The charity had hoped to postpone events until the autumn, but has made the decision due to continuing uncertainty as to when mass participation events might again be able to take place.
Cancer Research UK’s Race for Life is run in partnership with Tesco, and includes 5k, 10k and Pretty Muddy events. Since it began in 1994, over £890m has been raised to help fund research into all types of cancer.
In their place for this year, the charity has launched a new campaign, Race for Life at Home. Race for Life at Home encourages people to get involved in their own way, donating to the cause or fundraising where they can to help raise money for research. Supporters could choose to do a 5k or 10k run or walk or embark on a month-long fitness challenge. Entry is free and participants are encouraged to join the Race for Life Facebook community and share their challenges and activities on their own social media channels using the hashtag #RaceForLifeAtHome.
Cancer Research UK plans to restart Race for Life in 2021.
Michelle Mitchell, Chief Executive at Cancer Research UK, said:
“Covid-19 has unfortunately impacted our plans and we’ve made the difficult decision to cancel our Race for Life events. We had hoped to postpone till autumn, but this is no longer possible as we can’t be certain when mass participation events can safely take place again. We’re sorry to our participants and volunteers who hoped to join in this year, but we hope they will understand that safety must be priority.
“Race for Life events will return in 2021, but we still need help today to raise money for life-saving research. We expect to see a 20 – 25% decline in fundraising income this financial year and unfortunately we’ve already been forced to make £44m cuts to our research spend. There can be no doubt that this global pandemic is causing huge strain on charities and Cancer Research UK is being hit hard.”

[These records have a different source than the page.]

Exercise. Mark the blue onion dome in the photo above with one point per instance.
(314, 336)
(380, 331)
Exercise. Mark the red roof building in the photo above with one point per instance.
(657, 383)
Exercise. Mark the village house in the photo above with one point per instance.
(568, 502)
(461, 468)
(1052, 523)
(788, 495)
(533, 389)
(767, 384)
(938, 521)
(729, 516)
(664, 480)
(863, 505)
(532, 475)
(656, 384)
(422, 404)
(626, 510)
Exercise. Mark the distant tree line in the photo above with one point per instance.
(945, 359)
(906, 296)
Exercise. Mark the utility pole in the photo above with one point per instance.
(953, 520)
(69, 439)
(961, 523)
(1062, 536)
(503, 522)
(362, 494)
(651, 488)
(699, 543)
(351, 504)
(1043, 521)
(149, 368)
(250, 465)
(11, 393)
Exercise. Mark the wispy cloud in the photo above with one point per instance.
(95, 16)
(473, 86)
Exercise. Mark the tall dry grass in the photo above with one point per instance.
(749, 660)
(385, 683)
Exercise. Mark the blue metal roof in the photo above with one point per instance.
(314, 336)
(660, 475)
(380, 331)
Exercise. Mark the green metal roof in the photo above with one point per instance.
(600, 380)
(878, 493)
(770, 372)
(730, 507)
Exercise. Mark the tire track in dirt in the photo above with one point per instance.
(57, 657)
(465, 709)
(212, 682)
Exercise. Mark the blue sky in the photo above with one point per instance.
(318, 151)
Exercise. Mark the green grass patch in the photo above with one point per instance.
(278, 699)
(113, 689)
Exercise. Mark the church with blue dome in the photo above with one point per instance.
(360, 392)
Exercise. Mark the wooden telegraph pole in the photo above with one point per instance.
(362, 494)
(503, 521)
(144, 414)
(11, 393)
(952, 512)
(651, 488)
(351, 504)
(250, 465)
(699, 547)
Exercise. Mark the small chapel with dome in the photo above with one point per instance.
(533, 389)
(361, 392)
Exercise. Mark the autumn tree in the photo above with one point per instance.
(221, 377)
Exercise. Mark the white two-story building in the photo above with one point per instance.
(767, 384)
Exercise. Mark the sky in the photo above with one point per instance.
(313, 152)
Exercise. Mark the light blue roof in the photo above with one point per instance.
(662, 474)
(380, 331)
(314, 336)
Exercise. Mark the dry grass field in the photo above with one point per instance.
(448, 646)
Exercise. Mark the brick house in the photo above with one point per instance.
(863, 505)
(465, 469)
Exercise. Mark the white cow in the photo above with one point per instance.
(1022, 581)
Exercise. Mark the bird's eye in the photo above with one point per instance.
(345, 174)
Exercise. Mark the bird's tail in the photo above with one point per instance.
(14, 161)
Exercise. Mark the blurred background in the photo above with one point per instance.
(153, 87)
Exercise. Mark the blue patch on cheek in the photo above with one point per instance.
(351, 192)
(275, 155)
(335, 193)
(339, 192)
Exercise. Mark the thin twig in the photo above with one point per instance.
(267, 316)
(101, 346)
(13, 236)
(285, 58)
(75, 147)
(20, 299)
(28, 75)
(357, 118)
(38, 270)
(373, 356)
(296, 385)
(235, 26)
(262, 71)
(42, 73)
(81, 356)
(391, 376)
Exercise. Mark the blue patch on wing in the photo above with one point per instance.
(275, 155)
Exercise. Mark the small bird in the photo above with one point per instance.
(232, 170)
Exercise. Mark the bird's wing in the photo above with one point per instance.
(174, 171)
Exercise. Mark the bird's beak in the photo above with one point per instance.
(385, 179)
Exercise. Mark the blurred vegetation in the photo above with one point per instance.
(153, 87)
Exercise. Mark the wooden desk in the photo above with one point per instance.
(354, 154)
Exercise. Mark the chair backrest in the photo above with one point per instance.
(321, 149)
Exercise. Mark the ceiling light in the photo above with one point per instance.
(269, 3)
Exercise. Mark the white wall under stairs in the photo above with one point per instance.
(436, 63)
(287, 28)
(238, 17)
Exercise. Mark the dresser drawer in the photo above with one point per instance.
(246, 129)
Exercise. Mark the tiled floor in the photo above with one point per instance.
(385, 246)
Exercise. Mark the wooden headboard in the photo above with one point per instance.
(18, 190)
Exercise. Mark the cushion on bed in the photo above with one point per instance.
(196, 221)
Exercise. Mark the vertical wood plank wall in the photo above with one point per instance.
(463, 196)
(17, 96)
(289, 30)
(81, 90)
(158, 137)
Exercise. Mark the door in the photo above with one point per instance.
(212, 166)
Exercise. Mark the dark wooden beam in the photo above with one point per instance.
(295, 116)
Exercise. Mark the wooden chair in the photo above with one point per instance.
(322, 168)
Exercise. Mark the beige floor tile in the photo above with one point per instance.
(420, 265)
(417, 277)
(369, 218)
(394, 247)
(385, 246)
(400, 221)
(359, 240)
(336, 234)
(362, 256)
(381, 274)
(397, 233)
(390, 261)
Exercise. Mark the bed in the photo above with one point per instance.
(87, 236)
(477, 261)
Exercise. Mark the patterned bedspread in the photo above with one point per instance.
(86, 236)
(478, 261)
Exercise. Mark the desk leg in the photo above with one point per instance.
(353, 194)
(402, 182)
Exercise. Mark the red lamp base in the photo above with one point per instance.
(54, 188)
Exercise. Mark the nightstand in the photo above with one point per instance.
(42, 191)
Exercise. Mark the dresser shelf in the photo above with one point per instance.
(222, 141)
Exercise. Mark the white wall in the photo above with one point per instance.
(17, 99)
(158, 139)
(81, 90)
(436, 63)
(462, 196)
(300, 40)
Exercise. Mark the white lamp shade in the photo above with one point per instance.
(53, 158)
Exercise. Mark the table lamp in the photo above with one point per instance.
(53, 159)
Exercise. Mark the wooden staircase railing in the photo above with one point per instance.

While many charities have cancelled events due to the pandemic, others, such as the London Marathon, rescheduled for 4 October, have been rescheduled for later in the year. However, with time ticking on, Cancer Research UK is not alone in its decision. Cardiff Half Marathon for one had also been rescheduled for 4 October, and this too will now not take place until next year.
I expect to see a wave of event postponements and cancellations over the next fortnight. It’s hard to see how any large scale events could take place this year.